KEMPNN (Knowledge-Embedded Message-Passing Neural Networks) is a message-passing neural networks that can be supervied togather with human-annotated knowledge annotations on the molecular graphs to improve the accuracy.
This package is an implementation of the paper: Knowledge-Embedded Message-Passing Neural Networks: Improving Molecular Property Prediction with Human Knowledge by the author.
To use this package, please clone this repository to your local disk.
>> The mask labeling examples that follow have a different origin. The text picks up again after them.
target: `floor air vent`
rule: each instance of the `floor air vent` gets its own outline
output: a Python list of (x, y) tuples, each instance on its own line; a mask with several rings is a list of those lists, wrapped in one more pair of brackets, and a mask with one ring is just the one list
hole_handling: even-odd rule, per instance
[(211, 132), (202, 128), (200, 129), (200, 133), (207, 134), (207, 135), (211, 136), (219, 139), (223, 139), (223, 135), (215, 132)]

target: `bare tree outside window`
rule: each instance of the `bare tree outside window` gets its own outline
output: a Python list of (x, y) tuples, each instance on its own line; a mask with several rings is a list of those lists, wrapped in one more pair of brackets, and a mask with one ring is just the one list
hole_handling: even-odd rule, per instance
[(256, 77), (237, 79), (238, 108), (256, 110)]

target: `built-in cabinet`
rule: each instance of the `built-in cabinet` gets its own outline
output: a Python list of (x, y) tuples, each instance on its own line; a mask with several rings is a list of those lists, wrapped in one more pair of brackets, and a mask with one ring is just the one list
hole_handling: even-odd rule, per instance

You can also install KEMPNN as a package with dependencies if needed (torch is not included in dependencies) after cloning the repository:
$ pip install -e .
This program is tested on the following environments:
- Python 3.9, torch 1.9.1, cuda11.1
- Python 3.8, torch 1.7.1, cuda10.1
- To use the KEMPNN with custom dataset, knowledge, and training parameters, please refer to the example program /examples/custom_dataset.py.
- To gain more control over model and training using torch models, optimizer, dataloader etc., please refer to the example program /examples/custom_training.py.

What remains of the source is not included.